APMX has ordered 3,000 sets, the maximum allowed per distributor.
“We have ordered them. That’s good. We’re players, but we need to understand the rules,” Haynes said.
New rules say the authorized companies can only sell one coin of each design to a household to ensure wide distribution of coins to the public. And they are to be sold according to a price structure set by the Mint.
“We understand we can sell one coin, but we don’t know what public means,” Haynes said. “We think it means citizens of the United States, but we are awaiting further clarification.”
The new rules just won’t work, said Ross Hansen, CEO of Northwest Territorial Mint, which sells bullion coins, but is not one of the 11 authorized purchasers.
“The U.S. Mint has made a mess of this,” Hansen said.
There are 11 authorized purchasers of the 5-ounce coins, but all but one of them are wholesalers, he said. They aren’t set up to sell individual orders to the public.
Then there’s the matter of price fixing, Hansen said. The Mint said the authorized purchasers can’t sell the coins for more than 10 percent above the price at which they acquire them from the Mint.
“But this is bullion and price fluctuates with the price of bullion,” Hansen said. “So they’re trying to enforce a fixed cost with a commodity whose price is always in flux.”
An authorized purchaser who ordered the coins when they were first offered on Dec. 10 would pay the Dec. 13 bullion price of $29.33 an ounce for the coins. That would put the cost of a set of five coins, one of each design, at $782 when the $9.75 per coin premium set by the Mintis added in. Add to that the 10 percent markup allowed to the distributors and it puts the cost for each set at $860.20 plus shipping.
“You can give manufacturers a suggested retail price, but you can’t control what your retailers ultimately sell their product for,” Hansen said. “I can’t do that as a wholesaler and neither can the U.S. Mint.
But the Mint does, and that’s just arrogance, Hansen said.
“They don’t communicate well with their retailers,” Hansen said. “They just say, this is the way it is. They don’t make partners out of their distributors and retailers, and that’s what they need to do, make them viable partners.”
Hansen said this confusion could have been solved with a 10-minute conversation between all involved.
“But they’re not working with their authorized purchasers as true partners,” Hansen said. “That’s one reason I’ve never signed up with them.
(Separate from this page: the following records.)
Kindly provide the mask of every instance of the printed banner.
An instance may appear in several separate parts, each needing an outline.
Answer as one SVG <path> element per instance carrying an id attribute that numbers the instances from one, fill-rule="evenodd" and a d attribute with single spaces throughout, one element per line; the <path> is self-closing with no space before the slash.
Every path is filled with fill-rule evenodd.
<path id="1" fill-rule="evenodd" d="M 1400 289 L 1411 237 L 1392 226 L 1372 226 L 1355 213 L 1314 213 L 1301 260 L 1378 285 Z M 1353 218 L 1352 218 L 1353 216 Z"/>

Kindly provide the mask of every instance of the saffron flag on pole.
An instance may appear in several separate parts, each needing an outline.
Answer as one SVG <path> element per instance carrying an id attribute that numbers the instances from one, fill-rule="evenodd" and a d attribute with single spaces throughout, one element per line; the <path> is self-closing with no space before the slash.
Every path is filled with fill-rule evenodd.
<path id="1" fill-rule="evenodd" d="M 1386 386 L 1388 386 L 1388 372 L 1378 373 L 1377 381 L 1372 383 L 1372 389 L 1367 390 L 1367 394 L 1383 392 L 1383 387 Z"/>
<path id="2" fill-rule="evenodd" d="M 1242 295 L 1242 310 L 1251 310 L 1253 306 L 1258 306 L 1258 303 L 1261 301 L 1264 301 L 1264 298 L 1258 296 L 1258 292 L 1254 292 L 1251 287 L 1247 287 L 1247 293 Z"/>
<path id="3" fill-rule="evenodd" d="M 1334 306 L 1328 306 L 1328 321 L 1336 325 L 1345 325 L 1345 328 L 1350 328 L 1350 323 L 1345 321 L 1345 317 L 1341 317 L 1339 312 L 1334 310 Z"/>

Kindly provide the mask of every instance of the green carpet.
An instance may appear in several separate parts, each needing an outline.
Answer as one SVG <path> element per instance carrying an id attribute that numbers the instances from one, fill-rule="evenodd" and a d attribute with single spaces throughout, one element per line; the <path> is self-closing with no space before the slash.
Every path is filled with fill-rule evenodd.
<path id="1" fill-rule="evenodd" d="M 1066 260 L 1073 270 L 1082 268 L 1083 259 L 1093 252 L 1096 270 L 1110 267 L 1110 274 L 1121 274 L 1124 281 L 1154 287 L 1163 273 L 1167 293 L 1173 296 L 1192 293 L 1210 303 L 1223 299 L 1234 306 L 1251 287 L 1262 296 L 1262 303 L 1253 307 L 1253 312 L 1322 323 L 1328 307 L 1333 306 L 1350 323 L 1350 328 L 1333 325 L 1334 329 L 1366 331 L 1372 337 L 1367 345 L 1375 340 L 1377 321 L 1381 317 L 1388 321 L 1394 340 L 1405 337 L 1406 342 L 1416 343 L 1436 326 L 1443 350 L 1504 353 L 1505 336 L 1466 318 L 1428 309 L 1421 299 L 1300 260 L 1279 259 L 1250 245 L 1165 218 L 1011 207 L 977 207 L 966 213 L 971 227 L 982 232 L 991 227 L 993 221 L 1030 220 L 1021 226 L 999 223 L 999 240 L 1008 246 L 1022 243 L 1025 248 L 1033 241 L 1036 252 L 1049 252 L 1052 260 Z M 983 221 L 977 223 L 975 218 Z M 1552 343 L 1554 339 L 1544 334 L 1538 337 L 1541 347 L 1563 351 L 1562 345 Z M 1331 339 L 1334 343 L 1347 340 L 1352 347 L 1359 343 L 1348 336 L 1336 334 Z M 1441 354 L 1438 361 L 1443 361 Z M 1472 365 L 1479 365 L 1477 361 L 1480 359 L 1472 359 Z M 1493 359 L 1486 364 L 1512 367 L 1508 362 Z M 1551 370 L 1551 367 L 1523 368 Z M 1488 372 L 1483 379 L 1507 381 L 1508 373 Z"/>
They’re such pain in the rear ends to deal with.”
The new sales rules are “ridiculous,” said Bill Hodges, owner of Southern Coin Investments in Atlanta, Ga., who sells numismatic and bullion coins.
“I strongly feel that some distributors won’t handle them at all, and I don’t blame them,” he said.
It’s tantamount to price fixing, Hodges said.
When dealers were first allowed to place orders with the 11 distributors, Hodges signed up for 20 sets at $1,500 each from one wholesaler. But that deal no longer is valid because of the Mint’s new rules.
Hodges called Mint officials and told them that if the Mint wants wide distribution of the coins, restricting coins to the 11 authorized purchasers isn’t the way to do it.
“They are shutting out our company and hundreds of companies around the country,” Hodges said. “We’re getting calls from hundreds of people, and we keep telling them, we can’t help you.”
That’s what is really frustrating, Hodges said.
“The U.S. Mint needs to employ some people with business and marketing experience to help decide the best means of doing distribution,” Hansen said.
The current plan isn’t working, he said.
“We have 35,000 people in our database, which means we could distribute the coins widely, but we have no opportunity, Hodges said.